Photoshop caches are temporary files that help the software run faster. However, they can take up a lot of space over time.

Step 4.1 Use the Purge Command

To clear Photoshop’s cache, go to Edit > Purge > All. This will delete all history and clipboard copies.

Step 4.2 Delete Temporary Files

Photoshop sometimes leaves behind temporary files. These can typically be found in your system’s temp folder and can be safely deleted.


C:UsersYour UsernameAppDataLocalTemp 


  1. Open “Terminal”
  2. Write this: “open /tmp”
  3. Delete “Photoshop Temporary”

Step 5. Increase the Scratch Disk Capacity

If you’re frequently running out of scratch disk space, consider increasing its capacity by adding a bigger ssd.

Step 5.1 Allocate More RAM to Photoshop

You can allow Photoshop to use more of your system’s RAM by going to Edit > Preferences > Performance. Increase the Memory Usage percentage to give Photoshop more RAM to work with.

Step 5.2 Add a Secondary Scratch Disk

You can assign an additional scratch disk by going to Edit > Preferences > Scratch Disks. Choose another drive from the list to act as a secondary scratch disk.

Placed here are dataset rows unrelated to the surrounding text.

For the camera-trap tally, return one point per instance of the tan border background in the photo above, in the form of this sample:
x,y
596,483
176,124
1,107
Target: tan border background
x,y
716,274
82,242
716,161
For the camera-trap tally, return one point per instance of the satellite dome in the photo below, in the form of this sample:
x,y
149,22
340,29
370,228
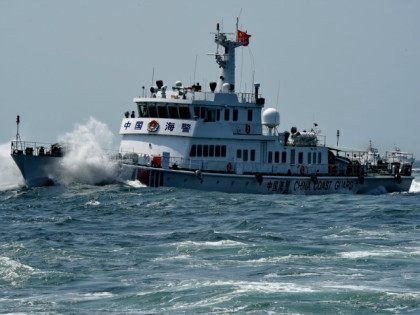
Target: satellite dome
x,y
271,118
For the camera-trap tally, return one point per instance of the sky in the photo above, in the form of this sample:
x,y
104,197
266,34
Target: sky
x,y
347,65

Step 6. Change the Scratch Disk Location

If you have multiple drives, you can change the scratch disk to a less busy drive. Go to Edit > Preferences > Scratch Disks, deselect the current drive, and select a new one.

Step 7. Restart Photoshop

After making these changes, close and restart Photoshop to apply them.

Step 8. Seek Professional Help If Problem Persists

If you’re still experiencing issues after trying these steps, it may be time to consult a professional. Contact Adobe support or a local tech expert for further assistance.